Re: Monitoring gaps in XLogWalRcvWrite() for the WAL receiver

From: Bertrand Drouvot <bertranddrouvot(dot)pg(at)gmail(dot)com>
To: Michael Paquier <michael(at)paquier(dot)xyz>
Cc: Postgres hackers <pgsql-hackers(at)lists(dot)postgresql(dot)org>
Subject: Re: Monitoring gaps in XLogWalRcvWrite() for the WAL receiver
Date: 2025-03-05 08:04:44
Message-ID: Z8gFnH4o3jBm5BRz@ip-10-97-1-34.eu-west-3.compute.internal
Views: Raw Message | Whole Thread | Download mbox | Resend email
Thread:
Lists: pgsql-hackers

Hi,

On Wed, Mar 05, 2025 at 12:35:26PM +0900, Michael Paquier wrote:
> Hi all,
>
> While doing some monitoring of a replication setup for a stable
> branch, I have been surprised by the fact that we have never tracked
> WAL statistics for the WAL receiver in pg_stat_wal because we have
> never bothered to update its code so as WAL stats are reported.

Nice catch!

> This
> is relevant for the write and sync counts and timings.

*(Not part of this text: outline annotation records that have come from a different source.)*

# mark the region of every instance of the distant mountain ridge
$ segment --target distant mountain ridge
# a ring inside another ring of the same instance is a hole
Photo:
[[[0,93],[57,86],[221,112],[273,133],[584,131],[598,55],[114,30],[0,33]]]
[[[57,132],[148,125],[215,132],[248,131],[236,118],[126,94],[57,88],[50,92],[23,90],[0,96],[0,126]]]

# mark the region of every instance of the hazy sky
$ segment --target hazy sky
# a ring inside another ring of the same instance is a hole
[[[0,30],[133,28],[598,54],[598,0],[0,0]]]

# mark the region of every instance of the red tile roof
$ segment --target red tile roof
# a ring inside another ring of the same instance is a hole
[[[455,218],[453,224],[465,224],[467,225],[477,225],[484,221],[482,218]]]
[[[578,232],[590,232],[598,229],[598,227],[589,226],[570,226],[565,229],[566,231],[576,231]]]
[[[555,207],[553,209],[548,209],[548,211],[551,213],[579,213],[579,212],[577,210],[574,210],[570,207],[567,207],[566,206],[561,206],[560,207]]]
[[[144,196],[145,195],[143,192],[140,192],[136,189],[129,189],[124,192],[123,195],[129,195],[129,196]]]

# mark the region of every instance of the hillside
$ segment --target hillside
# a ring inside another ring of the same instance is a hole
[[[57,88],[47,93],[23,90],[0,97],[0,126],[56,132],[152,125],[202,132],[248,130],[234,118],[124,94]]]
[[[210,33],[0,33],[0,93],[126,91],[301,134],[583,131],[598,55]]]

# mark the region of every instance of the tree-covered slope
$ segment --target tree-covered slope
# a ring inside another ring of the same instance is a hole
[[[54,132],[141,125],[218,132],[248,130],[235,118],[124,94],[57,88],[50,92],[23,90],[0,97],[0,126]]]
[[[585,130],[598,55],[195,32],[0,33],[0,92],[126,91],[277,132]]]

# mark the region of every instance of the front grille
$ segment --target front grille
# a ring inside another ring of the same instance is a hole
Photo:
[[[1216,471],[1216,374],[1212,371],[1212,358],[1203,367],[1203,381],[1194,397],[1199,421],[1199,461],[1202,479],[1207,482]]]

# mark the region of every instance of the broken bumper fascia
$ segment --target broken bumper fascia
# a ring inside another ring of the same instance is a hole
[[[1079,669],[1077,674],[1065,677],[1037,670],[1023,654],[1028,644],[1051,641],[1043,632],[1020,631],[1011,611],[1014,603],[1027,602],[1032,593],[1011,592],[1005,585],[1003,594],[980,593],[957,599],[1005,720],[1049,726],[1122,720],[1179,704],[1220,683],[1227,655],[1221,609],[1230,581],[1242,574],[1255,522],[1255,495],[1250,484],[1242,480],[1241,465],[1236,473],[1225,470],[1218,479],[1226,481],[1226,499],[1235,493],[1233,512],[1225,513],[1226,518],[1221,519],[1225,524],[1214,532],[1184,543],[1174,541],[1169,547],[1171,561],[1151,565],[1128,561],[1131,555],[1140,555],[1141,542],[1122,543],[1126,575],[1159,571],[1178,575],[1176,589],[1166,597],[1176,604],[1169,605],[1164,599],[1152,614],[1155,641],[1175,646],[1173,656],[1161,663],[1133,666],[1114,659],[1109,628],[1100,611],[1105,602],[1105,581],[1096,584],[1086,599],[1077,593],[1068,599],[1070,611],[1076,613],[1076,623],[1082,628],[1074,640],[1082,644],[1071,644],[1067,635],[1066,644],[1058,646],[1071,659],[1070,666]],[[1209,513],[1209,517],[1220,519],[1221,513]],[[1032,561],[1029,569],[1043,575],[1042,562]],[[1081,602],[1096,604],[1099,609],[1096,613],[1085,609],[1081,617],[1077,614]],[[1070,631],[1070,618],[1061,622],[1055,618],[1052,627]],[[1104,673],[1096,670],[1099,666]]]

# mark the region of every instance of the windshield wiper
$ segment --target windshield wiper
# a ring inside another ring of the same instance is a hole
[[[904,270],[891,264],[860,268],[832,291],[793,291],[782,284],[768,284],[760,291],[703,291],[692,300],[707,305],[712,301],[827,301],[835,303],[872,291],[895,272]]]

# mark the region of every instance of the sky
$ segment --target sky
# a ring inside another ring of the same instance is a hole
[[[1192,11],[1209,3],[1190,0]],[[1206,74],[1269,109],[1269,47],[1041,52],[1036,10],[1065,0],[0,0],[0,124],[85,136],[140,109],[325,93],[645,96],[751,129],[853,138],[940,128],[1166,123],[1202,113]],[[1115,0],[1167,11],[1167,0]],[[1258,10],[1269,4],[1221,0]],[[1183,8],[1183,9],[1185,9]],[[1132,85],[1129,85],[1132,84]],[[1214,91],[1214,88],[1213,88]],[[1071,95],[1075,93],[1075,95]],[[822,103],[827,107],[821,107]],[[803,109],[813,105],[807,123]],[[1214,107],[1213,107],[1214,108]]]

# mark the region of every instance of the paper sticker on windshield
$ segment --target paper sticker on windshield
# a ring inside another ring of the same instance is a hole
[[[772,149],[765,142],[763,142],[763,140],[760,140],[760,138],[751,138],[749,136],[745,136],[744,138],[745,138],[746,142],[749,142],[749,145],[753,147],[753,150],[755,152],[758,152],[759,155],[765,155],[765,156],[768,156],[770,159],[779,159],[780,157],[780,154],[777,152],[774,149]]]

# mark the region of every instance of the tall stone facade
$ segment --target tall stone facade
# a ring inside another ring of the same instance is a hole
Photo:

Also for sync? sync looks fine as issue_xlog_fsync() is being called in
XLogWalRcvFlush(), no?

> As of f4694e0f35b2, the situation is better thanks to the addition of
> a pgstat_report_wal() in the WAL receiver main loop, so we have some
> data. However, we are only able to gather the data for segment syncs
> and initializations, not the writes themselves as these are managed by
> an independent code path, XLogWalRcvWrite().
>
> A second thing that lacks in XLogWalRcvWrite() is a wait event around
> the pg_pwrite() call, which is useful as the WAL receiver is listed in
> pg_stat_activity. Note that it is possible to re-use the same wait
> event as XLogWrite() for the WAL receiver, WAL_WRITE, because the WAL
> receiver does not rely on the write and flush calls from xlog.c when
> doing its work, and both have the same meaning, aka they write WAL.
> The fsync calls use issue_xlog_fsync() and the segment inits happen in
> XLogFileInit().
>
> Perhaps there's a point in backpatching a portion of what's in the
> attached patch (the wait event?), but I am not planning to bother much
> with the stable branches based on the lack of complaints.

We're not emitting some statistics, so I think that it's hard for users to
complain about something they don't/can't see.

> If you
> have an opinion about that, please feel free.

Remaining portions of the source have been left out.